A Matter of Consensus: A Preference for “Buy American” Transcends Presidential Administrations
January 25, 2021
By Brett W. Johnson, Vinnie Lichvar and Mary Colleen Fowler1
On January 19, 2021, the Department of Defense (DoD), the General Services Administration, and the National Aeronautics and Space Administration issued a final rule amending the Federal Acquisition Regulation (FAR) concerning a renewed emphasis on Government procurement requirements to purchase domestically-manufactured products.2 The amendment implements Executive Order 13881 (E.O. 13881), “Maximizing Use of American-Made Goods, Products, and Materials,”3 and became effective January 21, 2021. The new changes address domestic preferences in Government procurement and are applicable to solicitations issued on or after February 22, 2021, as well as subsequent contracts. Companies, at any tier, that are suppliers to the number one consumer in the world (e.g., the United States Government) should consider taking this opportunity to evaluate supply chains and ensure positioning for future procurements.
Significantly, the new rule updates the definitions of “domestic construction material,” “domestic end product” and “predominantly of iron or steel or a combination of both,” while adding a new definition to clarify the meaning of “foreign iron and steel.” Now, to satisfy the definition of “domestic construction material” or “domestic end product,” a product’s cost of foreign iron and steel, meaning “iron or steel products not produced in the United States,”4 must be less than five percent of the cost of all product elements. For all other products, the new rule raised the domestic content requirement from 50 percent to 55 percent of the cost of all elements. Importantly, the new rule does apply the domestic content test to commercially available off-the-shelf (COTS) items made entirely or primarily of iron or steel, but will not apply the domestic content test to COTS fasteners, such as nuts, bolts and screws.5
Additionally, the new rule updates the domestic preference requirement. The domestic preference requirement does not prohibit use of foreign products or materials, but encourages entities use domestic products and materials. This is accomplished through price preferences for domestic products, which vary based on type of business. The new rule increases the price preference from six percent to 20 percent for large businesses, and from 12 percent to 30 percent for small businesses. Notably, implementation of the E.O. 13881 does not impact DoD procurement price preferences because the DoD already exceeds the requirements of the E.O. 13881.
In light of this new rule, companies should consider evaluating supply chains and adjusting to become in compliance with the new (or renewed) mandates to help ensure a competitive advantage in future Government Contracting opportunities. Companies should continue to pay close attention as the new administration reviews prior executive orders and whether such review brings additional changes to FAR requirements. However, as these hold-over regulations increase domestic manufacturing, it is expected that such requirements may remain effective for the foreseeable future.
Companies should also consider the revised acquisition regulations impact on longstanding U.S. Customs and Border Protection’s country of origin marking requirements.

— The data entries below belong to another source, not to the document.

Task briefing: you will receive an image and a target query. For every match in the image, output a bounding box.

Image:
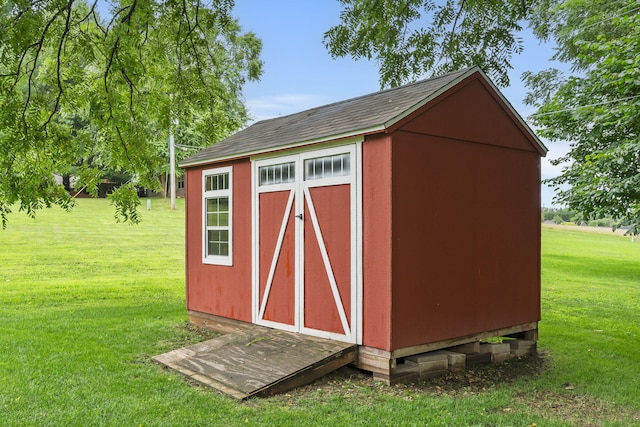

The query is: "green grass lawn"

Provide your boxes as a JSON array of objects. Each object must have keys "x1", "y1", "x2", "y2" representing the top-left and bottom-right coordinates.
[{"x1": 1, "y1": 200, "x2": 639, "y2": 426}]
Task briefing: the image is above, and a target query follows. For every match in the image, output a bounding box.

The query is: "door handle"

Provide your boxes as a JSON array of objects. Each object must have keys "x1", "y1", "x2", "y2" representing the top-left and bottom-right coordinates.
[{"x1": 296, "y1": 213, "x2": 303, "y2": 220}]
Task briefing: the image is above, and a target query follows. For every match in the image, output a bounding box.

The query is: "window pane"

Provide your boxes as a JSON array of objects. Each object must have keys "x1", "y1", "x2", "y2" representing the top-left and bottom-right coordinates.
[
  {"x1": 207, "y1": 198, "x2": 219, "y2": 214},
  {"x1": 219, "y1": 243, "x2": 229, "y2": 256},
  {"x1": 218, "y1": 197, "x2": 229, "y2": 212},
  {"x1": 205, "y1": 173, "x2": 229, "y2": 191},
  {"x1": 207, "y1": 230, "x2": 219, "y2": 255},
  {"x1": 305, "y1": 160, "x2": 313, "y2": 180},
  {"x1": 304, "y1": 153, "x2": 350, "y2": 180},
  {"x1": 259, "y1": 162, "x2": 296, "y2": 186},
  {"x1": 343, "y1": 154, "x2": 351, "y2": 174},
  {"x1": 218, "y1": 213, "x2": 229, "y2": 226},
  {"x1": 207, "y1": 198, "x2": 218, "y2": 212},
  {"x1": 260, "y1": 167, "x2": 267, "y2": 186},
  {"x1": 207, "y1": 229, "x2": 229, "y2": 256},
  {"x1": 206, "y1": 197, "x2": 229, "y2": 226},
  {"x1": 332, "y1": 156, "x2": 342, "y2": 175},
  {"x1": 323, "y1": 157, "x2": 332, "y2": 176}
]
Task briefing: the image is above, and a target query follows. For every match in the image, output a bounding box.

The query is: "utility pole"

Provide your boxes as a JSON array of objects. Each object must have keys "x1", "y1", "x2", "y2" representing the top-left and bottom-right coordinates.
[
  {"x1": 169, "y1": 93, "x2": 177, "y2": 210},
  {"x1": 169, "y1": 126, "x2": 176, "y2": 210}
]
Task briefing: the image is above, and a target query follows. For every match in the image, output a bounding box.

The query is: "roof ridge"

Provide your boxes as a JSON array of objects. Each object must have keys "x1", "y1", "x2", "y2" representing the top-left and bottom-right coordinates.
[
  {"x1": 250, "y1": 67, "x2": 474, "y2": 126},
  {"x1": 179, "y1": 67, "x2": 493, "y2": 167}
]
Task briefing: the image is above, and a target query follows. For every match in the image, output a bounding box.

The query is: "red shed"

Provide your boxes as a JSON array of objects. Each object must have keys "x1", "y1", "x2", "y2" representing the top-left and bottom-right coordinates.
[{"x1": 179, "y1": 67, "x2": 547, "y2": 379}]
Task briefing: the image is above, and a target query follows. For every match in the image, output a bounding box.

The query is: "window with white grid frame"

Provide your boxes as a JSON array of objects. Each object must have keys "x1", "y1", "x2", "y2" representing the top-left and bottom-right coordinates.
[
  {"x1": 203, "y1": 167, "x2": 232, "y2": 265},
  {"x1": 304, "y1": 152, "x2": 350, "y2": 180}
]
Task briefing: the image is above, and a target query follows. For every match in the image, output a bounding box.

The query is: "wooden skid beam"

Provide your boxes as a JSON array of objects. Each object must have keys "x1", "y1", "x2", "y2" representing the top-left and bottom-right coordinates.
[
  {"x1": 391, "y1": 322, "x2": 538, "y2": 359},
  {"x1": 355, "y1": 323, "x2": 538, "y2": 384}
]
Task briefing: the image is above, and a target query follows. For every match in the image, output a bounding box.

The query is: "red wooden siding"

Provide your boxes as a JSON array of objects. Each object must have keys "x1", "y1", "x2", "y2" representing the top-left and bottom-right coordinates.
[
  {"x1": 361, "y1": 134, "x2": 393, "y2": 350},
  {"x1": 185, "y1": 159, "x2": 252, "y2": 321},
  {"x1": 387, "y1": 82, "x2": 541, "y2": 349}
]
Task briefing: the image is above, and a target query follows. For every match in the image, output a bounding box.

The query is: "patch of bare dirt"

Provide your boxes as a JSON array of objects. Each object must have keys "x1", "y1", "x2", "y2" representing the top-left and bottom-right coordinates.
[
  {"x1": 293, "y1": 353, "x2": 547, "y2": 398},
  {"x1": 265, "y1": 354, "x2": 640, "y2": 425},
  {"x1": 512, "y1": 390, "x2": 640, "y2": 426}
]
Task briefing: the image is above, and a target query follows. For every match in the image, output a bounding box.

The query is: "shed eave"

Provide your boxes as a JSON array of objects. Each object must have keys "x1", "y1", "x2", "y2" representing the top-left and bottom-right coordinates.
[{"x1": 179, "y1": 124, "x2": 384, "y2": 168}]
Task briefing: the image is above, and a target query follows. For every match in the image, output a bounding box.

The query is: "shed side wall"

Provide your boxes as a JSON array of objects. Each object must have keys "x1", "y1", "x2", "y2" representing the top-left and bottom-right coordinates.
[
  {"x1": 184, "y1": 159, "x2": 252, "y2": 322},
  {"x1": 361, "y1": 134, "x2": 393, "y2": 350},
  {"x1": 389, "y1": 135, "x2": 541, "y2": 348}
]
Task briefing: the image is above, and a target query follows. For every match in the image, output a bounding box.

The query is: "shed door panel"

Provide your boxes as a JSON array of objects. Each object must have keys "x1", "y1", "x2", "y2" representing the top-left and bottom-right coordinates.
[
  {"x1": 258, "y1": 190, "x2": 296, "y2": 326},
  {"x1": 302, "y1": 185, "x2": 351, "y2": 335}
]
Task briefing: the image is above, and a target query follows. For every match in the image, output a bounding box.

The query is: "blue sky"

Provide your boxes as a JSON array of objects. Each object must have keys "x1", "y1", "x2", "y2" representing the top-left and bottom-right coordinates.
[{"x1": 233, "y1": 0, "x2": 567, "y2": 207}]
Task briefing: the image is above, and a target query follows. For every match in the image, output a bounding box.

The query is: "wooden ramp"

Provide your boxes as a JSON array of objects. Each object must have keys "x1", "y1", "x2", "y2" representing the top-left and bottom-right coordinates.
[{"x1": 152, "y1": 326, "x2": 357, "y2": 400}]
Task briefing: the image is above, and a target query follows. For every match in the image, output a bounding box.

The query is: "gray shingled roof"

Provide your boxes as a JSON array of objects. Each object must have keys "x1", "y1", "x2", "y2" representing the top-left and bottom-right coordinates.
[{"x1": 180, "y1": 68, "x2": 476, "y2": 167}]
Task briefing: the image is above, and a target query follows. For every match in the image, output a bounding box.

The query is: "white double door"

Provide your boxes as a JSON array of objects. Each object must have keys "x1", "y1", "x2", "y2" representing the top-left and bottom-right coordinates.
[{"x1": 252, "y1": 144, "x2": 361, "y2": 343}]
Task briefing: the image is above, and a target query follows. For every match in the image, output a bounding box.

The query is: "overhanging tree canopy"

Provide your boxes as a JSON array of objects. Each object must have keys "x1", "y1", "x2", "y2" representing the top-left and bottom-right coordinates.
[
  {"x1": 323, "y1": 0, "x2": 531, "y2": 88},
  {"x1": 524, "y1": 0, "x2": 640, "y2": 232},
  {"x1": 0, "y1": 0, "x2": 262, "y2": 226},
  {"x1": 326, "y1": 0, "x2": 640, "y2": 233}
]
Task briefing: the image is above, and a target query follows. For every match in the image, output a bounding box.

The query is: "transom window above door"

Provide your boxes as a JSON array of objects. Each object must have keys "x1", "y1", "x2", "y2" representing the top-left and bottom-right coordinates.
[
  {"x1": 259, "y1": 162, "x2": 295, "y2": 186},
  {"x1": 304, "y1": 153, "x2": 350, "y2": 180}
]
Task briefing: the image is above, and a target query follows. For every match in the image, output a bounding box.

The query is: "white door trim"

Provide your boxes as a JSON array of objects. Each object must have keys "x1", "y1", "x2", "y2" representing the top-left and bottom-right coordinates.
[{"x1": 252, "y1": 142, "x2": 363, "y2": 344}]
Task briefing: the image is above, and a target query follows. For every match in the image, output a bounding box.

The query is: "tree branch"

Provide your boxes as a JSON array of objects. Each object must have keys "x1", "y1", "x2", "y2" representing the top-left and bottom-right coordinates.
[
  {"x1": 447, "y1": 0, "x2": 466, "y2": 62},
  {"x1": 41, "y1": 0, "x2": 75, "y2": 131},
  {"x1": 77, "y1": 0, "x2": 98, "y2": 24},
  {"x1": 18, "y1": 2, "x2": 70, "y2": 135},
  {"x1": 120, "y1": 67, "x2": 136, "y2": 119},
  {"x1": 119, "y1": 0, "x2": 137, "y2": 25},
  {"x1": 104, "y1": 37, "x2": 120, "y2": 93},
  {"x1": 11, "y1": 0, "x2": 47, "y2": 24}
]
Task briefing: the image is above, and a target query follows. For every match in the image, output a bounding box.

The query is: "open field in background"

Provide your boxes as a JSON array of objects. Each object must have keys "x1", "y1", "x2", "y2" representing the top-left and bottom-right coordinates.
[
  {"x1": 543, "y1": 222, "x2": 633, "y2": 237},
  {"x1": 1, "y1": 199, "x2": 639, "y2": 426}
]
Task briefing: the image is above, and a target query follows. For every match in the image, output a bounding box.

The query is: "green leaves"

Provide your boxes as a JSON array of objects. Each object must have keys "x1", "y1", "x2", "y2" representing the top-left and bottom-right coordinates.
[
  {"x1": 525, "y1": 0, "x2": 640, "y2": 232},
  {"x1": 108, "y1": 182, "x2": 141, "y2": 224},
  {"x1": 0, "y1": 0, "x2": 262, "y2": 225},
  {"x1": 324, "y1": 0, "x2": 529, "y2": 88}
]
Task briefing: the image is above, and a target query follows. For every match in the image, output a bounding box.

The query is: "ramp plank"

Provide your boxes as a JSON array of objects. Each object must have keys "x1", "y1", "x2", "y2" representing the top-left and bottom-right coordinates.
[{"x1": 153, "y1": 326, "x2": 357, "y2": 400}]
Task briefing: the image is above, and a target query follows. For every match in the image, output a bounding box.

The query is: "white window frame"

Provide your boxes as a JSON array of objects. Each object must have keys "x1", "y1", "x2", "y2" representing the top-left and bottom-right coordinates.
[{"x1": 202, "y1": 166, "x2": 233, "y2": 266}]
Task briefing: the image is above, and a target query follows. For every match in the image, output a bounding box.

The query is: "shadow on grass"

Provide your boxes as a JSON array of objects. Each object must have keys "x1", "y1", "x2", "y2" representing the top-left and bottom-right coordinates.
[
  {"x1": 274, "y1": 353, "x2": 547, "y2": 400},
  {"x1": 544, "y1": 253, "x2": 640, "y2": 283}
]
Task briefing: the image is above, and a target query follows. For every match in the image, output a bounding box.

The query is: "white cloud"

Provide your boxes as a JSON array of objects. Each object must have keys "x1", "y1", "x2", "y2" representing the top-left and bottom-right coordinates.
[
  {"x1": 540, "y1": 139, "x2": 571, "y2": 179},
  {"x1": 245, "y1": 93, "x2": 332, "y2": 123}
]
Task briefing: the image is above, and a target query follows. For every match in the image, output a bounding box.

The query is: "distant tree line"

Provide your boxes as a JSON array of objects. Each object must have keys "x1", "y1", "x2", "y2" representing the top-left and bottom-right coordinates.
[{"x1": 542, "y1": 208, "x2": 618, "y2": 228}]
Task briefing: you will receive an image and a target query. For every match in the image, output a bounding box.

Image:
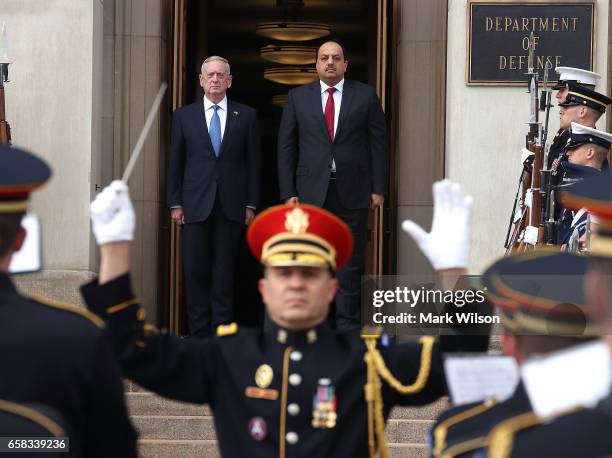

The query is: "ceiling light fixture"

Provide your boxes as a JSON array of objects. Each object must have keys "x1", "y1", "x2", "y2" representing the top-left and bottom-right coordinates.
[
  {"x1": 272, "y1": 94, "x2": 288, "y2": 108},
  {"x1": 264, "y1": 67, "x2": 318, "y2": 85},
  {"x1": 260, "y1": 45, "x2": 316, "y2": 65},
  {"x1": 255, "y1": 22, "x2": 330, "y2": 42}
]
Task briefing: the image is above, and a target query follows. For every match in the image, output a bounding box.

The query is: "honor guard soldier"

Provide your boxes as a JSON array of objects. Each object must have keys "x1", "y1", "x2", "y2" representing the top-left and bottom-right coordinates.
[
  {"x1": 555, "y1": 123, "x2": 611, "y2": 250},
  {"x1": 483, "y1": 173, "x2": 612, "y2": 458},
  {"x1": 84, "y1": 179, "x2": 489, "y2": 458},
  {"x1": 0, "y1": 145, "x2": 137, "y2": 457},
  {"x1": 430, "y1": 250, "x2": 606, "y2": 458},
  {"x1": 551, "y1": 73, "x2": 612, "y2": 173},
  {"x1": 548, "y1": 67, "x2": 601, "y2": 169}
]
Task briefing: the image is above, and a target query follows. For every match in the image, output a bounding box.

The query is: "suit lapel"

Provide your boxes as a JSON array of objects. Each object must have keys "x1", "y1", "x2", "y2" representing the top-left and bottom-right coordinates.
[
  {"x1": 335, "y1": 79, "x2": 353, "y2": 142},
  {"x1": 309, "y1": 82, "x2": 331, "y2": 143},
  {"x1": 219, "y1": 100, "x2": 238, "y2": 157},
  {"x1": 195, "y1": 102, "x2": 215, "y2": 157}
]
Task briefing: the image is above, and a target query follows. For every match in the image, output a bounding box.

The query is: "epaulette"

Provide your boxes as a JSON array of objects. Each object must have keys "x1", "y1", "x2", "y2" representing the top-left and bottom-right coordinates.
[
  {"x1": 433, "y1": 398, "x2": 498, "y2": 457},
  {"x1": 217, "y1": 322, "x2": 238, "y2": 337},
  {"x1": 360, "y1": 325, "x2": 383, "y2": 340},
  {"x1": 487, "y1": 406, "x2": 583, "y2": 458},
  {"x1": 28, "y1": 294, "x2": 104, "y2": 328}
]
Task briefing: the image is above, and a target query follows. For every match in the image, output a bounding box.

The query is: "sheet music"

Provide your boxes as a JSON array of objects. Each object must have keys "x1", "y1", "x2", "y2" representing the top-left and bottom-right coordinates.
[
  {"x1": 9, "y1": 214, "x2": 42, "y2": 274},
  {"x1": 444, "y1": 354, "x2": 519, "y2": 405}
]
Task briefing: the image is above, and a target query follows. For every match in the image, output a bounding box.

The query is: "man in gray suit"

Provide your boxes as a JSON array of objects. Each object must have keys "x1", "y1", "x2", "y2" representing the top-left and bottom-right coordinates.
[{"x1": 277, "y1": 40, "x2": 388, "y2": 330}]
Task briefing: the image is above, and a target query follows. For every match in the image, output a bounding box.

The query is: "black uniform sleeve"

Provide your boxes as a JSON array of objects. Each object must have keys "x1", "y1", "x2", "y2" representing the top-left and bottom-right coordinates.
[
  {"x1": 83, "y1": 333, "x2": 138, "y2": 458},
  {"x1": 81, "y1": 274, "x2": 216, "y2": 404},
  {"x1": 277, "y1": 89, "x2": 299, "y2": 201}
]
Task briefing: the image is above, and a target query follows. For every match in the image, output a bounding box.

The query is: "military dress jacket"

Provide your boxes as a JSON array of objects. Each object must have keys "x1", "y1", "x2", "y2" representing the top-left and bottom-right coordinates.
[
  {"x1": 0, "y1": 399, "x2": 69, "y2": 458},
  {"x1": 0, "y1": 273, "x2": 137, "y2": 457},
  {"x1": 82, "y1": 273, "x2": 489, "y2": 458},
  {"x1": 429, "y1": 383, "x2": 532, "y2": 458},
  {"x1": 487, "y1": 399, "x2": 612, "y2": 458}
]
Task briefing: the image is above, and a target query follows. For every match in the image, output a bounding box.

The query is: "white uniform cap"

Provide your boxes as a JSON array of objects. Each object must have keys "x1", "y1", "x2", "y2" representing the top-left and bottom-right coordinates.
[
  {"x1": 568, "y1": 122, "x2": 612, "y2": 149},
  {"x1": 555, "y1": 67, "x2": 600, "y2": 87}
]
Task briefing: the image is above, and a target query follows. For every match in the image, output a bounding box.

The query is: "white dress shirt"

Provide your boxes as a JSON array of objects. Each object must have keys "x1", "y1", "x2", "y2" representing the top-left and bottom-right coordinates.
[
  {"x1": 320, "y1": 79, "x2": 344, "y2": 171},
  {"x1": 203, "y1": 95, "x2": 228, "y2": 138}
]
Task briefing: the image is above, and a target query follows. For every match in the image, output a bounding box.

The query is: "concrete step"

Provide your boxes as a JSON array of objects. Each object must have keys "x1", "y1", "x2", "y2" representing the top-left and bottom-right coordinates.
[
  {"x1": 138, "y1": 440, "x2": 219, "y2": 458},
  {"x1": 127, "y1": 382, "x2": 449, "y2": 456},
  {"x1": 138, "y1": 440, "x2": 428, "y2": 458},
  {"x1": 132, "y1": 414, "x2": 433, "y2": 444},
  {"x1": 127, "y1": 391, "x2": 449, "y2": 420}
]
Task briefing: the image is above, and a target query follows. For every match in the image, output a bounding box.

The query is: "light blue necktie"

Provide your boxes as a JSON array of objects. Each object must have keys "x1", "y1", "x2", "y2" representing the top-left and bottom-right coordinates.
[{"x1": 209, "y1": 105, "x2": 221, "y2": 157}]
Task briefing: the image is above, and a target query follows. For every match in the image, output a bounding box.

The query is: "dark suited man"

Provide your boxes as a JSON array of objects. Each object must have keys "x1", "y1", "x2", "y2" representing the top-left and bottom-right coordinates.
[
  {"x1": 277, "y1": 41, "x2": 388, "y2": 330},
  {"x1": 168, "y1": 56, "x2": 261, "y2": 337}
]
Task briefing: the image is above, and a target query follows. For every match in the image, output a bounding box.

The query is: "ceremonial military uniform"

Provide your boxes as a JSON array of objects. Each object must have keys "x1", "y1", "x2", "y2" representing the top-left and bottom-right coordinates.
[
  {"x1": 489, "y1": 403, "x2": 612, "y2": 458},
  {"x1": 83, "y1": 203, "x2": 488, "y2": 458},
  {"x1": 556, "y1": 161, "x2": 600, "y2": 247},
  {"x1": 0, "y1": 399, "x2": 68, "y2": 458},
  {"x1": 0, "y1": 145, "x2": 137, "y2": 457},
  {"x1": 548, "y1": 67, "x2": 601, "y2": 170},
  {"x1": 430, "y1": 251, "x2": 599, "y2": 458},
  {"x1": 547, "y1": 128, "x2": 570, "y2": 170}
]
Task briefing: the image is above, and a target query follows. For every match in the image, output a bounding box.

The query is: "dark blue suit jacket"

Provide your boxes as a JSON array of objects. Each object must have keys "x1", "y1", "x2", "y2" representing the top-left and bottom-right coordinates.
[
  {"x1": 277, "y1": 79, "x2": 388, "y2": 209},
  {"x1": 168, "y1": 99, "x2": 261, "y2": 224}
]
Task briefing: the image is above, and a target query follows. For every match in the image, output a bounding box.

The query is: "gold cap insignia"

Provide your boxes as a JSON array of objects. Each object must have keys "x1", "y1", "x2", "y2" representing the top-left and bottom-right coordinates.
[
  {"x1": 285, "y1": 207, "x2": 309, "y2": 233},
  {"x1": 255, "y1": 364, "x2": 274, "y2": 389}
]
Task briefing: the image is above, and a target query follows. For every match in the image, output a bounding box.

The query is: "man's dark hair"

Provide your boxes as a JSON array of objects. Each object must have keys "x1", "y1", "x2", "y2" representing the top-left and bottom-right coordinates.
[
  {"x1": 316, "y1": 40, "x2": 348, "y2": 61},
  {"x1": 0, "y1": 213, "x2": 24, "y2": 258}
]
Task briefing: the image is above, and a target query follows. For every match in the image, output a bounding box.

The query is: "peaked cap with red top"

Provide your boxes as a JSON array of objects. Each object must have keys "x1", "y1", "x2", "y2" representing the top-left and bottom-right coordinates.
[{"x1": 247, "y1": 204, "x2": 353, "y2": 270}]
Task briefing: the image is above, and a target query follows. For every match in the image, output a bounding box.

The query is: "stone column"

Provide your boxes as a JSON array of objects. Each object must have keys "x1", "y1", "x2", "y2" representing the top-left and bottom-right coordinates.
[
  {"x1": 6, "y1": 0, "x2": 103, "y2": 303},
  {"x1": 111, "y1": 0, "x2": 170, "y2": 321},
  {"x1": 395, "y1": 0, "x2": 448, "y2": 275}
]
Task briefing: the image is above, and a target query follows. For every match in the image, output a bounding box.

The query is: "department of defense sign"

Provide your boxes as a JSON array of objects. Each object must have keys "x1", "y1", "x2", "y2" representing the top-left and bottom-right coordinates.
[{"x1": 468, "y1": 1, "x2": 594, "y2": 85}]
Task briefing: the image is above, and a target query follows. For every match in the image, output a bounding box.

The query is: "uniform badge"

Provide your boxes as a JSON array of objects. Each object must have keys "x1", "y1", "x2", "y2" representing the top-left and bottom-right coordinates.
[
  {"x1": 248, "y1": 417, "x2": 267, "y2": 441},
  {"x1": 311, "y1": 378, "x2": 337, "y2": 429},
  {"x1": 255, "y1": 364, "x2": 274, "y2": 388}
]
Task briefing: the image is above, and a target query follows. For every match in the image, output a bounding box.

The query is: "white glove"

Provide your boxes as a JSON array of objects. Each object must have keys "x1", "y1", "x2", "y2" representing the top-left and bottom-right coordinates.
[
  {"x1": 523, "y1": 225, "x2": 539, "y2": 246},
  {"x1": 90, "y1": 180, "x2": 135, "y2": 245},
  {"x1": 402, "y1": 180, "x2": 473, "y2": 270},
  {"x1": 524, "y1": 188, "x2": 533, "y2": 209}
]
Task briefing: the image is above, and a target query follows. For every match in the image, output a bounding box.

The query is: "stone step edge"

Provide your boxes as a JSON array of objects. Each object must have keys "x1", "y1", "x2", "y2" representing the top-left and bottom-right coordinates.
[
  {"x1": 130, "y1": 415, "x2": 432, "y2": 423},
  {"x1": 138, "y1": 439, "x2": 427, "y2": 447}
]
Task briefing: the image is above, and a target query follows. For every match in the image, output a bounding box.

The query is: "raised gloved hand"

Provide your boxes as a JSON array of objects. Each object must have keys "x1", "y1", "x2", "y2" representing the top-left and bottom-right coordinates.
[
  {"x1": 402, "y1": 180, "x2": 473, "y2": 270},
  {"x1": 90, "y1": 180, "x2": 135, "y2": 245}
]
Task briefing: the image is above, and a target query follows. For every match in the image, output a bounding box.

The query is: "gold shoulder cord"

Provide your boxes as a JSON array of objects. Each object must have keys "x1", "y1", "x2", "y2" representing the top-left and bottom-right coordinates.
[
  {"x1": 433, "y1": 398, "x2": 497, "y2": 457},
  {"x1": 0, "y1": 399, "x2": 65, "y2": 437},
  {"x1": 488, "y1": 406, "x2": 583, "y2": 458},
  {"x1": 362, "y1": 334, "x2": 435, "y2": 458}
]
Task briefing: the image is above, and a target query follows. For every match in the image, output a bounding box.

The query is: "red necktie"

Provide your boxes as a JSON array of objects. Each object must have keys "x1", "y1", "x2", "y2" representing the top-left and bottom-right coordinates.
[{"x1": 324, "y1": 87, "x2": 336, "y2": 141}]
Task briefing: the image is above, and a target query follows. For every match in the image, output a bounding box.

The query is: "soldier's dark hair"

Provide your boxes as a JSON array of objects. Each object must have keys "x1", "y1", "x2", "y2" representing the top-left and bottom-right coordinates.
[
  {"x1": 316, "y1": 40, "x2": 348, "y2": 61},
  {"x1": 0, "y1": 213, "x2": 25, "y2": 258}
]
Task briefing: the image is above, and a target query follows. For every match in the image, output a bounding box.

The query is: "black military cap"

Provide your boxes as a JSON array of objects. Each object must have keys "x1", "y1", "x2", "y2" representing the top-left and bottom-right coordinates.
[
  {"x1": 481, "y1": 255, "x2": 521, "y2": 332},
  {"x1": 562, "y1": 170, "x2": 612, "y2": 258},
  {"x1": 0, "y1": 144, "x2": 51, "y2": 213},
  {"x1": 558, "y1": 81, "x2": 612, "y2": 113},
  {"x1": 483, "y1": 251, "x2": 596, "y2": 336}
]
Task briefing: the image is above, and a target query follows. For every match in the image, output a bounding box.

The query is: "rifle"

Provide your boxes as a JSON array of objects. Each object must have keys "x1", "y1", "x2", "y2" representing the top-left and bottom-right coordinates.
[
  {"x1": 0, "y1": 62, "x2": 10, "y2": 145},
  {"x1": 507, "y1": 33, "x2": 541, "y2": 252},
  {"x1": 538, "y1": 64, "x2": 557, "y2": 245}
]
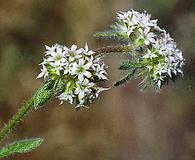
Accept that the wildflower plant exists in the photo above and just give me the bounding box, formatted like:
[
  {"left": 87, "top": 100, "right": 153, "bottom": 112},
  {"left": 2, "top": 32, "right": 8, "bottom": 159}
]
[{"left": 0, "top": 9, "right": 184, "bottom": 159}]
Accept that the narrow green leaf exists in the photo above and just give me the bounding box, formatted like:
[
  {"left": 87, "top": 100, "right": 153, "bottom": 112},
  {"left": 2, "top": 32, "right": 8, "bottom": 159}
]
[
  {"left": 94, "top": 45, "right": 133, "bottom": 54},
  {"left": 0, "top": 138, "right": 43, "bottom": 158},
  {"left": 114, "top": 69, "right": 136, "bottom": 86},
  {"left": 119, "top": 60, "right": 143, "bottom": 70},
  {"left": 94, "top": 31, "right": 118, "bottom": 39},
  {"left": 94, "top": 31, "right": 130, "bottom": 42},
  {"left": 119, "top": 60, "right": 132, "bottom": 70}
]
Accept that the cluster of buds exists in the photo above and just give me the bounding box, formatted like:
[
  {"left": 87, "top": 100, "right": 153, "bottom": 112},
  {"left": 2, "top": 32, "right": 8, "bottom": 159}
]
[
  {"left": 110, "top": 10, "right": 185, "bottom": 89},
  {"left": 37, "top": 44, "right": 108, "bottom": 108}
]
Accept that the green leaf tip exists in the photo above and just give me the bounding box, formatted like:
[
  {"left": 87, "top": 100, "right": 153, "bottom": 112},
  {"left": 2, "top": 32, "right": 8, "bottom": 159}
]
[{"left": 0, "top": 138, "right": 43, "bottom": 158}]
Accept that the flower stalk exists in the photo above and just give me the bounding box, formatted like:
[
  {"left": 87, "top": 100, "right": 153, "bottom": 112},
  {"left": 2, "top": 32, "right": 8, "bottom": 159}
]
[
  {"left": 94, "top": 45, "right": 135, "bottom": 54},
  {"left": 0, "top": 80, "right": 65, "bottom": 142},
  {"left": 0, "top": 99, "right": 34, "bottom": 142}
]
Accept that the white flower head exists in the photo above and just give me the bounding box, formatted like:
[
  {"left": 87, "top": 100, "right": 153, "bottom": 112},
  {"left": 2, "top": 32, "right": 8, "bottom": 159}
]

Specifically, all imported articles of foreign origin must be legibly marked with the English name of their “country of origin” unless an exception applies. The country of origin marking must remain on the goods (or their container) until they reach the ultimate purchaser.6 However, goods can be “substantially transformed” in the United States after importation. Whether or not a substantial transformation has occurred depends on a number of factors, including but not limited to, the amount of foreign and domestic content in the final product. This same factor is utilized by the Federal Trade Commission in regulating the use of “Made in [or Assembled in] the USA” labels for products sold in the Unites States.
For these reasons, companies that import foreign goods and/or that use “Made in [or Assembled in] the USA” labels should closely scrutinize this new rule and its potential impact on their obligations to mark products that contain foreign content. For example, a company may comply with the country of origin requirements and specifically reference a foreign country. But, that does not necessarily mean it is not compliant with the new FAR provisions. Thus, when product is delivered or installed, there may be confusion concerning compliance with the new FAR requirements.
If a company supplies the Federal Government (or even State Governments that are utilizing Federal funds), they should consider taking the opportunity to evaluate compliance with government contracting socio-economic requirements and adjust accordingly. The failure to comply may lead to breach of contract claims, terminations for default and even potential False Claims Act issues. As such, a company that is bidding on a Government contract opportunity should ensure that it is able to source items accordingly to meet the contract performance requirements.
- Mary Colleen Fowler is a 2020 graduate of the University of Kansas School of Law and her admission to practice law is presently pending.
The final rule is available at https://www.federalregister.gov/documents/2021/01/19/2021-00710/federal-acquisition-regulation-maximizing-use-of-american-made-goods-products-and-materials.
- Executive Order 13881, Maximizing Use of American-Made Goods, Products, and Materials is available at https://www.federalregister.gov/documents/2019/07/18/2019-15449/maximizing-use-of-american-made-goods-products-and-materials.
- FAR 52.225-1, Buy American—Supplies.
- FAR 25.001.
- See 19 C.F.R. § 134.1 for definitions of “country of origin” and “ultimate purchaser.”